Joel S. Berson Berson at ATT.NET
Mon Mar 11 02:22:54 UTC 2013


"Look a horse in the mouth" -- without the "given" or "gift" of some
earlier quotations -- can probably be dated to 1676, in Rochester's
"To all Gentlemen and Ladies, and Others, whether of City, Town, or
Country, Alexander Bendo wisheth all Health and Prosperity".  "With
"given horse", it dates to the early 16th century (Dave Wilton); with
"gift horse" it dates to 1663 (OED).

Another correspondent provides the following information:

>Not exactly a "confirmed date," but Rochester's original brochure,
>copies of which exist in the British Library, in the library of
>King's College, Cambridge, and at Trinity College, Cambridge, was
>probably published in 1676, as Harold Love suggests in his
>authoritative edition of The Works of John Wilmot Earl of Rochester
>(Oxford U.P., 1999), 437, 439.  Love accepts the argument of Vivian
>de Sola Pinto in The Famous Pathologist or the Noble Mountebank
>(Nottingham, 1961) that the events of Rochester's life make this
>date most probable.  The alternative date would be 1675.
>
>I myself have examined the British Library copy.  It is not dated,
>but no modern scholar questions that it is authentically the work of
>Rochester, who, as you say, died in 1680.

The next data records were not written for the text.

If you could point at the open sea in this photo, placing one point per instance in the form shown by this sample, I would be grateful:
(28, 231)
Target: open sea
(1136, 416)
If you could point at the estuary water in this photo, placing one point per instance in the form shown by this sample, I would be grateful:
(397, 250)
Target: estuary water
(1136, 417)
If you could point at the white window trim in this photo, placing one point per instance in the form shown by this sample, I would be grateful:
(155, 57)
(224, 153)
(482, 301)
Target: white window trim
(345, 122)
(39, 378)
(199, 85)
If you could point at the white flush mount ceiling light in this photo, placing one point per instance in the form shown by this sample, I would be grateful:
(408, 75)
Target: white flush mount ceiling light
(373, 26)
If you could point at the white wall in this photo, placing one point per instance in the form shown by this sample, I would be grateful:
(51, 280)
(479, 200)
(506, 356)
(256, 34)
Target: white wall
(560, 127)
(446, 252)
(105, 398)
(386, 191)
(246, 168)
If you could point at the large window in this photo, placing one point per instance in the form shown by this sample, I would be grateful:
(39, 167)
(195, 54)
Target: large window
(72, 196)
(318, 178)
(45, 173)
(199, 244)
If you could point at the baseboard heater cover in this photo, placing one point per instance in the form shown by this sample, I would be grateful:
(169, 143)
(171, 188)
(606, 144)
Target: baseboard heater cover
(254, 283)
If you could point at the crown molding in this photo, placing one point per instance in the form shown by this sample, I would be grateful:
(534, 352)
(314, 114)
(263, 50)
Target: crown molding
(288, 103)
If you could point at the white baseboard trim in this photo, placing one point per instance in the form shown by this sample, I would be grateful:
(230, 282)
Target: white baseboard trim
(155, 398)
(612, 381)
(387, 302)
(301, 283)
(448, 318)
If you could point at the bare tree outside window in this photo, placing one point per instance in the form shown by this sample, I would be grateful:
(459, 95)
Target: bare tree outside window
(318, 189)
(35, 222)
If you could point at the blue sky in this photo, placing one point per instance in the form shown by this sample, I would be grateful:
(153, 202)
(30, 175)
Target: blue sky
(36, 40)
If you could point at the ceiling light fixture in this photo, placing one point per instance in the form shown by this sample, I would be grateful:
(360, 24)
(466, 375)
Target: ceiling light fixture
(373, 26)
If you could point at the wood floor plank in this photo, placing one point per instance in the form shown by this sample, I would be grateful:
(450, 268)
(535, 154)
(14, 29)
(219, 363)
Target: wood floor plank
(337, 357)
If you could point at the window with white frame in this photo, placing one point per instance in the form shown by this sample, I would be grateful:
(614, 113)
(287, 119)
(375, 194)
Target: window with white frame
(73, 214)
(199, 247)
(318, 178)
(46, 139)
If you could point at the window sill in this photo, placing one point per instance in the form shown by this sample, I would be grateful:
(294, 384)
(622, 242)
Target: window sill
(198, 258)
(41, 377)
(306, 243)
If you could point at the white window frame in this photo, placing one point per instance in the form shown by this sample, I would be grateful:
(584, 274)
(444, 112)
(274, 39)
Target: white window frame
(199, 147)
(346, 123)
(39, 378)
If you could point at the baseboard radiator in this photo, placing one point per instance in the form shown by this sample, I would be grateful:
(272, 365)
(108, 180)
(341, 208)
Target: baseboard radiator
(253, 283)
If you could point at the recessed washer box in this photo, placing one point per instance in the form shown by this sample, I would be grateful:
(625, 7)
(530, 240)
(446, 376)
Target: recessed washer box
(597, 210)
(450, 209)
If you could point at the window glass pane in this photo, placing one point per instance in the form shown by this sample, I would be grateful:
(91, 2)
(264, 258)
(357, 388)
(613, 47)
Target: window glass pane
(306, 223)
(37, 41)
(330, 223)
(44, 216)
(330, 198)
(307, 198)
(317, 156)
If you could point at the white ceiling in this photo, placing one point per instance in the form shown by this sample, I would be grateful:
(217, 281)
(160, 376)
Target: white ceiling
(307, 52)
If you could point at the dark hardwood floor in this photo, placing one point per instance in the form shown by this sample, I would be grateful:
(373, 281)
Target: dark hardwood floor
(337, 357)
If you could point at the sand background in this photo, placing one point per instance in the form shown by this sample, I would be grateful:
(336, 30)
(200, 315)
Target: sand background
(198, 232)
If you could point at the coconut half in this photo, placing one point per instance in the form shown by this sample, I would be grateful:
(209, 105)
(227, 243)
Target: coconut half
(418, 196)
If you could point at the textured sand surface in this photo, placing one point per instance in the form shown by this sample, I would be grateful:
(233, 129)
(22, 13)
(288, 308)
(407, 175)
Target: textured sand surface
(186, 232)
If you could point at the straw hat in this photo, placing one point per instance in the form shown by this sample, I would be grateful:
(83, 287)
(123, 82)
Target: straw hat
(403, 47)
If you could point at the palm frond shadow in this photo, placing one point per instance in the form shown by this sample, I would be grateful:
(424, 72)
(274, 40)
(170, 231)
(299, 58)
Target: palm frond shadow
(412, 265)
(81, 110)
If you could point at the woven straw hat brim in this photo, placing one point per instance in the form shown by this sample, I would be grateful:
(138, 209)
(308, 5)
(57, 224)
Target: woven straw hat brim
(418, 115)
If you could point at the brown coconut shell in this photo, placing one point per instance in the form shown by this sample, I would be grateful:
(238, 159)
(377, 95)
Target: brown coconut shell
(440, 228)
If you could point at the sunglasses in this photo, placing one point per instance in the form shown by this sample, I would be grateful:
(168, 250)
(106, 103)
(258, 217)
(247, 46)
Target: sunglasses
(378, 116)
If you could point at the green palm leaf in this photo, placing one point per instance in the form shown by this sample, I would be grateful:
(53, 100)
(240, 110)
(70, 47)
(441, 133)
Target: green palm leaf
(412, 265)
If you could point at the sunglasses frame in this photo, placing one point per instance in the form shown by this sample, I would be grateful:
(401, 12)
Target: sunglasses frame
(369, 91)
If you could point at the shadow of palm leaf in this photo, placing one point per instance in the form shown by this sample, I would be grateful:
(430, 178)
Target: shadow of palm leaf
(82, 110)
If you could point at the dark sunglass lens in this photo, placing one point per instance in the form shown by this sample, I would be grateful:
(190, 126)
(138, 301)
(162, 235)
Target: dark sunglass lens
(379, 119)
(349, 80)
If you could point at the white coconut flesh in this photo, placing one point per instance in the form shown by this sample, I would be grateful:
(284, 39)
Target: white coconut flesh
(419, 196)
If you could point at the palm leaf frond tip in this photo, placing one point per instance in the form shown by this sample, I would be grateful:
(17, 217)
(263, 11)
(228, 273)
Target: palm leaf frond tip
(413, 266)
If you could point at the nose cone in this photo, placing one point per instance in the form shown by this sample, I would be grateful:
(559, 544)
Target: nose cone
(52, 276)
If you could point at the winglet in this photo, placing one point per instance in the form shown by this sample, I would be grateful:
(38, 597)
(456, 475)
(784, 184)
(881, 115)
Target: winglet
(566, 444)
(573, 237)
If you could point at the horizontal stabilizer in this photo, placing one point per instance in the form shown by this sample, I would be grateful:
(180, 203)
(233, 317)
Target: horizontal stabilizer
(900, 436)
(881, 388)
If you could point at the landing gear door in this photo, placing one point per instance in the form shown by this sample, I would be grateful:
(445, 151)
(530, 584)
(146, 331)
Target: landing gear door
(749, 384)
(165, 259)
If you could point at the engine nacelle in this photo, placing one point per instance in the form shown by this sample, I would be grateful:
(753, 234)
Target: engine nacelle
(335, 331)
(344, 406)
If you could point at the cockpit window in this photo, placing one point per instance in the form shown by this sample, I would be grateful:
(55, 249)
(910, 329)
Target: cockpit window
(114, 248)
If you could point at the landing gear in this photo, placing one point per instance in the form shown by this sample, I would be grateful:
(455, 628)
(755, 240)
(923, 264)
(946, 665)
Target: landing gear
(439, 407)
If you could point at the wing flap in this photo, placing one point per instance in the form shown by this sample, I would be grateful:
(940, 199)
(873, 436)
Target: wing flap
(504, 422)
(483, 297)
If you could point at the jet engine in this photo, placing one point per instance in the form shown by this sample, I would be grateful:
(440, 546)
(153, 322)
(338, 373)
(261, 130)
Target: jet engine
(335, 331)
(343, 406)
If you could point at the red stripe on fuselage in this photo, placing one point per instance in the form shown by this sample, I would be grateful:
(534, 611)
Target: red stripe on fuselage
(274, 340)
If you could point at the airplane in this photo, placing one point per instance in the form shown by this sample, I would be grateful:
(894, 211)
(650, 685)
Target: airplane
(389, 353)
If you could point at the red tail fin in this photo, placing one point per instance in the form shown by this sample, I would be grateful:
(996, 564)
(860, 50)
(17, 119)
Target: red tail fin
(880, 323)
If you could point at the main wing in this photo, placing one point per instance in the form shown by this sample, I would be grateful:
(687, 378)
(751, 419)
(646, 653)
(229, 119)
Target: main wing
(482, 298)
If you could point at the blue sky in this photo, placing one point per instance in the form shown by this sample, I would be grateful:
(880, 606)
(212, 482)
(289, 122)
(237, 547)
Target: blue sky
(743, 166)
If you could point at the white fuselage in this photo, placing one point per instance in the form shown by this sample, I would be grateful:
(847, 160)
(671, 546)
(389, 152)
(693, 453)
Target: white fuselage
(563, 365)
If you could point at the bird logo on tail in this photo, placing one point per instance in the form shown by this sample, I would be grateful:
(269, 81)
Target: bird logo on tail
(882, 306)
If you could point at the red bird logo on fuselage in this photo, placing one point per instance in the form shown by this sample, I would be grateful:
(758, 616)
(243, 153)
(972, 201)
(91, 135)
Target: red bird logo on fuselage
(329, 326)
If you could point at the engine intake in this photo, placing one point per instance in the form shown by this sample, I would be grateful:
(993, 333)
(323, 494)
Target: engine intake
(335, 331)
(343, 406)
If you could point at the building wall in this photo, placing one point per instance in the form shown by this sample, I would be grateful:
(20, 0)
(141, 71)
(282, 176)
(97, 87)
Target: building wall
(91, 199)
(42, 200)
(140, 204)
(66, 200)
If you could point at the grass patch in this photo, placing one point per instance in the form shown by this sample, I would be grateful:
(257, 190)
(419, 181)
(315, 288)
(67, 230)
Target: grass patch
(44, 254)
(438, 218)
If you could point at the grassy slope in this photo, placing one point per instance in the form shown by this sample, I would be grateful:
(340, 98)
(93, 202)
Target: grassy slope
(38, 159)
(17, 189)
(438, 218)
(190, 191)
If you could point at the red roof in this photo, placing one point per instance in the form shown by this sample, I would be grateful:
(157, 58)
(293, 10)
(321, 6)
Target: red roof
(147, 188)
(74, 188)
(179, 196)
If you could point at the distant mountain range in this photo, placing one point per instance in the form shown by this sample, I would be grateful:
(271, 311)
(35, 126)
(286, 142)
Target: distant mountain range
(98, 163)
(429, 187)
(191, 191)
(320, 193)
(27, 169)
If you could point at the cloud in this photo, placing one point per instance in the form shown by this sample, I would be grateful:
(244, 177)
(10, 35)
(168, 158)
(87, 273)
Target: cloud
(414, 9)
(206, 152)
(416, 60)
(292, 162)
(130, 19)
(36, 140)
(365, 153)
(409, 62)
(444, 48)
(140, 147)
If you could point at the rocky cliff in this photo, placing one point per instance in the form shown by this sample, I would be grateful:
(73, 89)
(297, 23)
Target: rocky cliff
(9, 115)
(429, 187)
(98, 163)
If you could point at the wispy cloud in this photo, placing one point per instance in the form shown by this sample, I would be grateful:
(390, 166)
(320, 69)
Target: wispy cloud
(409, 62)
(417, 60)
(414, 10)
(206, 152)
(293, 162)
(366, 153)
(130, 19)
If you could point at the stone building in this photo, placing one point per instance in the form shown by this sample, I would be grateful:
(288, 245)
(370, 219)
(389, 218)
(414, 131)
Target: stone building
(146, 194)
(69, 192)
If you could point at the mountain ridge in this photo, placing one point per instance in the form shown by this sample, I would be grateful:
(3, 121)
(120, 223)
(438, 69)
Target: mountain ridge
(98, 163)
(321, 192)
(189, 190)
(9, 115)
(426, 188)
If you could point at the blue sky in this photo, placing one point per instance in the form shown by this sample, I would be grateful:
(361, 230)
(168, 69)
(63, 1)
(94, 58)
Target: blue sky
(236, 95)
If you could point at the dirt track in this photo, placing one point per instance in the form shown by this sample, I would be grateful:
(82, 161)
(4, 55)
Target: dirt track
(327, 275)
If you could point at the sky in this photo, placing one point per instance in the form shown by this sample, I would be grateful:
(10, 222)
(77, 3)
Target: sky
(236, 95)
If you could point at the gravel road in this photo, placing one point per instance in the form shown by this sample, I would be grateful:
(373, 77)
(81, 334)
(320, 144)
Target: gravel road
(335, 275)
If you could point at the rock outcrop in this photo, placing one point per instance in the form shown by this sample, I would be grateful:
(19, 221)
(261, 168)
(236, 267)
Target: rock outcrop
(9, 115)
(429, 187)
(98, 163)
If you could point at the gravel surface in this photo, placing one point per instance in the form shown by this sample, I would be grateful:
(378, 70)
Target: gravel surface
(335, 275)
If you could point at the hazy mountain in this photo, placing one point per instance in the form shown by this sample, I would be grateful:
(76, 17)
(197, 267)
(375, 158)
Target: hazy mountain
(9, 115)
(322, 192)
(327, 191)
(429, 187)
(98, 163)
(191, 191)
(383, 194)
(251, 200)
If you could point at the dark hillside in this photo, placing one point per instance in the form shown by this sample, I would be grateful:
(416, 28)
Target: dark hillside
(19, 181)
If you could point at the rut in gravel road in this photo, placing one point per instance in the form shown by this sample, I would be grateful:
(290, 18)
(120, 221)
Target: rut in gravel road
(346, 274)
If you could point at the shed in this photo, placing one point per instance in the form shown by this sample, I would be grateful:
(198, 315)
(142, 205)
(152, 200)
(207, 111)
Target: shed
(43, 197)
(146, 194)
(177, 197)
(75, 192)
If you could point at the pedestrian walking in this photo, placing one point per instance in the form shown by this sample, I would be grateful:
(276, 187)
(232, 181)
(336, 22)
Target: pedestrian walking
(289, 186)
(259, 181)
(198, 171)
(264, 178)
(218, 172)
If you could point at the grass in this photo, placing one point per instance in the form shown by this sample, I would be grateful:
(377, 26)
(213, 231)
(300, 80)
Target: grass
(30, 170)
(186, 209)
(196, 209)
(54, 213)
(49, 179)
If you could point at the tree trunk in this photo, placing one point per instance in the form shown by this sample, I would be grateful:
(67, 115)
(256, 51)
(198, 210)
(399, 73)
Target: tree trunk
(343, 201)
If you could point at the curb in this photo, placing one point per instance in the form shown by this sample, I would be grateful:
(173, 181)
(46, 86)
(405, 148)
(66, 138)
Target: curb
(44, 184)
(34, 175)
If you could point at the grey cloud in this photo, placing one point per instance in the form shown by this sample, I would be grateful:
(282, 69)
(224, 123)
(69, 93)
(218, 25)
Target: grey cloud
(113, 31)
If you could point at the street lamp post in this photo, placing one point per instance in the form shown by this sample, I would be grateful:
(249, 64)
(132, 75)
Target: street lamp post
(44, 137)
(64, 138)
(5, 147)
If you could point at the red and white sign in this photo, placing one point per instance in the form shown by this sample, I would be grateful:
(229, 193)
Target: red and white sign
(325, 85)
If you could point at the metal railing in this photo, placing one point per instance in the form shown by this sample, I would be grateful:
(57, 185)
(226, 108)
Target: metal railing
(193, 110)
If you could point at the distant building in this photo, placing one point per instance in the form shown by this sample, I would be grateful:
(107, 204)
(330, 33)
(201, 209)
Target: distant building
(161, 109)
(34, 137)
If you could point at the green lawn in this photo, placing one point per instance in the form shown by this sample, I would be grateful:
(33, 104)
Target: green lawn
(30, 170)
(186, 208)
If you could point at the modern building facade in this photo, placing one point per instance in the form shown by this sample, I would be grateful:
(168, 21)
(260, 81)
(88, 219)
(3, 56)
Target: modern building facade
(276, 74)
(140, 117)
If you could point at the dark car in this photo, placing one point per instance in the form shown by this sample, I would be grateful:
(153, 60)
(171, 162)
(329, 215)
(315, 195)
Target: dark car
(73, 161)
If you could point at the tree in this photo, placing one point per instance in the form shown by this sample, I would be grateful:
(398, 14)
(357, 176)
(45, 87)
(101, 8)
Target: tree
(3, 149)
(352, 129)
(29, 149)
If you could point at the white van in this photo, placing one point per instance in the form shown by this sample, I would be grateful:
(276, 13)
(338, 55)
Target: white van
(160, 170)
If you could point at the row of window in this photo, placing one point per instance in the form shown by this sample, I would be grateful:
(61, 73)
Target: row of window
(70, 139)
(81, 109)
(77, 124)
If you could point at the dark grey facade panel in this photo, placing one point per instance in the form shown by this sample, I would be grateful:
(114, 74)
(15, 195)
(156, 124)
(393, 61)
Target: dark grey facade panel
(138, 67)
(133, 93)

The quotation (as I wrote earlier) is:

"here in England, look a horse in the Mouth, and a Woman in the Face,
you presently know both their Ages to a Year."

It can be found on the page numbered 33 (11th of approx. 12 for this
item) in ECCO's copy of "The Harangues or Speeches of Several Famous
Mountebanks in Town and Country" (undated; variously attributed to
1700 or 1725).  The three instances listed above could be examined.